Die Vielschichtigkeit – und mitunter Widersprüchlichkeit – der Bilder lässt sich auch in der Person des Künstlers finden: Der gebürtige Gießener, Jahrgang 1974, ist eigentlich Germanist, promovierte über mittelalterliche Redensarten und Sprichwörter. Der Philologe hat sich also hineingearbeitet in das mittelalterliche Erleben mit all seinen Schmerzen, Ängsten und Hoffnungen. Aber Dr. Jesko Friedrich ist auch Comic-Zeichner, war in Hamburg Mitherausgeber des Magazins „B 5“, das ist „ein Papierformat, das wir gern eingesetzt hätten, für uns aber viel zu teuer war“. Noch heute zeichnet Jesko Friedrich Cartoons, die vor allem als Postkarten publiziert werden. Neben Radziwill ist Horst Janssen ein Wegweiser.
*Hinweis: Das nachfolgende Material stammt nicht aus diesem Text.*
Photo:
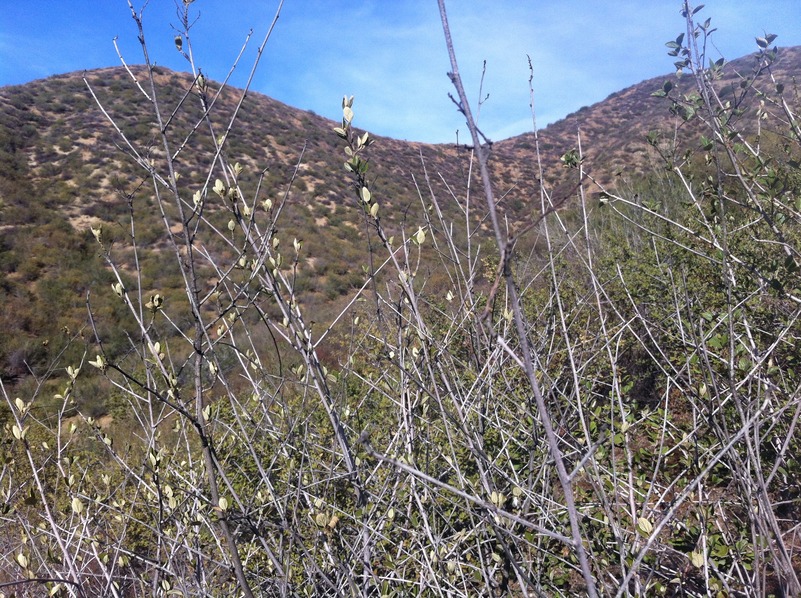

Bundesesweit bekannt ist Jesko Friedrich aber vor allem als TV-Autor und als Filmemacher bei „extra 3“ durch seine Fernseh-Figur „Johannes Schlüter“, in dessen Rolle er etwa einen „Bushpiloten“ oder einen „Verbrennflaggenproduzenten“ spielte. Die Rubrik wurde 2009 mit dem Grimme-Preis ausgezeichnet, im vergangenen Jahr gewann er mit extra 3 den Deutschen Comedypreis.

Deutscher Comedypreis für „Johannes Schlüter“

Nun aber stellt sich Jesko Friedrich als Maler und Zeichner vor. Zu sehen sind auch Stillleben und Schilderungen einer Flora, die nicht unbedingt heimisch ist und wiederum den SciFi-Fan verrät. Die Ausstellung in den Räumen der Samtgemeinde Bardowick läuft bis 22. September.